Include metadata: objective, owner, frequency, KPIs, and evidence source.
Single Source of Truth
Store controls in version‑controlled Markdown/YAML in Git.
Link to your GRC for synchronisation.
Parameterise for Variation
Use variables for RTO/RPO targets, environments, and jurisdictions.
Automate Distribution
GitOps pipelines push changes to runbooks, IaC templates, and policy portals.
Nightly, jobs update KPI dashboards and flag orphaned controls.
Core Controls to Cover First
Access management (MFA, orphan account sweeps)
Change control (code reviews, rollback plans)
Backup & recovery (immutable snapshots, quarterly tests)
Harden Incident Reporting Procedures
Why It Matters
DORA Article 9 requires notification of major ICT incidents to authorities by the end of the next business day, with a detailed report within one month and a summary within three months. Internal SLAs can be tighter to ensure readiness.
Implementation in Four Sprints
Sprint 1: Map current incident flows.
Sprint 2: Create pre-authorised report templates.
Sprint 3: Automate submission via serverless functions.
Sprint 4: Conduct tabletop exercises.
Launch Threat‑Led Penetration Testing (TLPT)
Note: Delegated Regulation C(2025) 885 (13 Feb 2025) mandates annual TLPT only for systemic financial entities and designated Critical ICT Third‑Party Providers (CTPPs). Tailor your TLPT approach accordingly.
Industrialise Third‑Party Risk Management
Align vendor tiering with the 18 Feb 2025 ESA CTPP Roadmap, and submit registry data using ITS 2024/2956 templates.

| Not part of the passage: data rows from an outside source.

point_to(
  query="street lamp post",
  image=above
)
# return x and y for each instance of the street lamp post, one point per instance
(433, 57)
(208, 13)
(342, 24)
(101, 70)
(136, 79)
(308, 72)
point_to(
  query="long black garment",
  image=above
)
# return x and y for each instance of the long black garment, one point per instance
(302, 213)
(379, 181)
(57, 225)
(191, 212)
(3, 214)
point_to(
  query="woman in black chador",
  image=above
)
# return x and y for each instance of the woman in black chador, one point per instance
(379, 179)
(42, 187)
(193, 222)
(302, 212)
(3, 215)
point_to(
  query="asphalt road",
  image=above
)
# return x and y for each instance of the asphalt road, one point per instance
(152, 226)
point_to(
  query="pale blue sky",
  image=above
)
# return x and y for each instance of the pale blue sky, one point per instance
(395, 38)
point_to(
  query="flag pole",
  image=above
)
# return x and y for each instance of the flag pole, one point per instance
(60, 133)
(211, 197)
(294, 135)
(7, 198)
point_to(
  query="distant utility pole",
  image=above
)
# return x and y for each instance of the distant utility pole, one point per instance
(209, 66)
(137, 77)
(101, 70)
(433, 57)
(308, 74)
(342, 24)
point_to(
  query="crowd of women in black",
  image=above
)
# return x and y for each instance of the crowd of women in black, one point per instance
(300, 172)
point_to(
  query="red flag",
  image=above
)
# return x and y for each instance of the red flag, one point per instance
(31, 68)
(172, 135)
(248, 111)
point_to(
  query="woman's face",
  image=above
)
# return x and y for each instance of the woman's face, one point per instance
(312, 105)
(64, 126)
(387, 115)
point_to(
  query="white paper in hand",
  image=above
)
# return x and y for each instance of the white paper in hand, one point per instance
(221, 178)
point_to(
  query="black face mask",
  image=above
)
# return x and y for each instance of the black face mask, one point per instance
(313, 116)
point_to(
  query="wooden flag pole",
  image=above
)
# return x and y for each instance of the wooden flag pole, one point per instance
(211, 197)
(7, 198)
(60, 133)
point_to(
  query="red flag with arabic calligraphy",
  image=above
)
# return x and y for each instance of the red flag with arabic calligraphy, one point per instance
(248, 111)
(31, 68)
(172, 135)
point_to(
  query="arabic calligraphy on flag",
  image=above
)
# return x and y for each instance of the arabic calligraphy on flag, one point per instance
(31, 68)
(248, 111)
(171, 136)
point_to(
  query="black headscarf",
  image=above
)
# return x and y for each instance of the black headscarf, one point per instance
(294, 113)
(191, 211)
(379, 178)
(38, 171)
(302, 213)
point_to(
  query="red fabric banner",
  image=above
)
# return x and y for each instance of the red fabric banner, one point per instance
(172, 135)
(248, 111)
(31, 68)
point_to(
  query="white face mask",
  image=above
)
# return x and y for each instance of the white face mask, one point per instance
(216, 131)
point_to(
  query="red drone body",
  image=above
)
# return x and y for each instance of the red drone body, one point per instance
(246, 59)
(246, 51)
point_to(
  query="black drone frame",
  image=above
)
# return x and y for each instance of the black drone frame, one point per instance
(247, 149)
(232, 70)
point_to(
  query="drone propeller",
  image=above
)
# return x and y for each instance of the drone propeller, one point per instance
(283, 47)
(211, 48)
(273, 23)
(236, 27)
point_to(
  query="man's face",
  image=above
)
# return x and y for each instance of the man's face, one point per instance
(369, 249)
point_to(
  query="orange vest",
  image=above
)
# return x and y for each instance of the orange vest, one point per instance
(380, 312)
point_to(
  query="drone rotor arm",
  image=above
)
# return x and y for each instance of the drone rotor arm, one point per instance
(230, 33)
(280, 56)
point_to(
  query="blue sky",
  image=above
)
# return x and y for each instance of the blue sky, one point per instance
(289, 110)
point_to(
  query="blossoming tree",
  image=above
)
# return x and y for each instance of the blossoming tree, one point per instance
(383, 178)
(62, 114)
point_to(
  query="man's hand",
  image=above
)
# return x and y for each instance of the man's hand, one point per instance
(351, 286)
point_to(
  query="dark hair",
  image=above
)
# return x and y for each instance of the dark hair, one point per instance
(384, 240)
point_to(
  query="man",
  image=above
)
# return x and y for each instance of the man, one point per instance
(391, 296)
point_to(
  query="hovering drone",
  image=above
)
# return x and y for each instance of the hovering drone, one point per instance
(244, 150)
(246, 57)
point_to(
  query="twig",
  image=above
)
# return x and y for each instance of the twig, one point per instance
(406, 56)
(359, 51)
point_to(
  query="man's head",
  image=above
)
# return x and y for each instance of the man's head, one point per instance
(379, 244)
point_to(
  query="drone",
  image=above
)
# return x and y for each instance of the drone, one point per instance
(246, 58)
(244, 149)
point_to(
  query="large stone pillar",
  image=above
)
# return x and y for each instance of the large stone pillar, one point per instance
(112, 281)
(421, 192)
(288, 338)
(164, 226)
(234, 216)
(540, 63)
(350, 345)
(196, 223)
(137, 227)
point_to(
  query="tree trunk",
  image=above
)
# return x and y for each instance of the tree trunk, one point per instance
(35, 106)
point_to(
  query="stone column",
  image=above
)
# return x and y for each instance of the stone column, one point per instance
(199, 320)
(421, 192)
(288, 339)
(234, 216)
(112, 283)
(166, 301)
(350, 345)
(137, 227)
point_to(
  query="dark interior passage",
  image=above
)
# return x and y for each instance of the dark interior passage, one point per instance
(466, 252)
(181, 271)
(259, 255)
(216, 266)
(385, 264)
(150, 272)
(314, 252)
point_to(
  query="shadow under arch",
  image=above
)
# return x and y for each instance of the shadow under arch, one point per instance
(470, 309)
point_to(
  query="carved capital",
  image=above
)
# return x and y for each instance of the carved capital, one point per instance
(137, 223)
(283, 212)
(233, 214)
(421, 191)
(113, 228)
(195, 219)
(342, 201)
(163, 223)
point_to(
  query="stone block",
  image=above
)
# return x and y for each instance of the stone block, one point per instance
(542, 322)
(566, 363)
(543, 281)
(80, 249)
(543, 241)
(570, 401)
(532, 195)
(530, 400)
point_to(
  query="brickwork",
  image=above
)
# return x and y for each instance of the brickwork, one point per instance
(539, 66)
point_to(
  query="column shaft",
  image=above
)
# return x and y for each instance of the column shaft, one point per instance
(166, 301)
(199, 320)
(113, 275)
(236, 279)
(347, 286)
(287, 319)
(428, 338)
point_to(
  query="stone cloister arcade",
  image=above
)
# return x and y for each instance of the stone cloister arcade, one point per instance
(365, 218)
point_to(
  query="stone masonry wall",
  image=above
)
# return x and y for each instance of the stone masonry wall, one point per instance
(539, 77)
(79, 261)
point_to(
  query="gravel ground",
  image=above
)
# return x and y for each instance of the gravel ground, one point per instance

Retrofit Contracts for Resilience
Update SLAs with RTOs, incident‑sharing clauses, audit rights, data portability, exit strategies, and sub‑outsourcing notifications.
Embed a Resilience Culture
Use secure‑by‑design checklists, micro‑learning, quarterly drills, and reward proactive behaviours.
Set Up Continuous Assurance
Automate evidence collection via central logs, config‑drift detection, and attestation workflows.
Final Tip: Start your 30‑day sprint now: secure executive ownership, run a focused gap analysis using the Delegated/Implementing Acts in force, and build an actionable backlog. Acting now makes compliance a competitive advantage well before regulators arrive.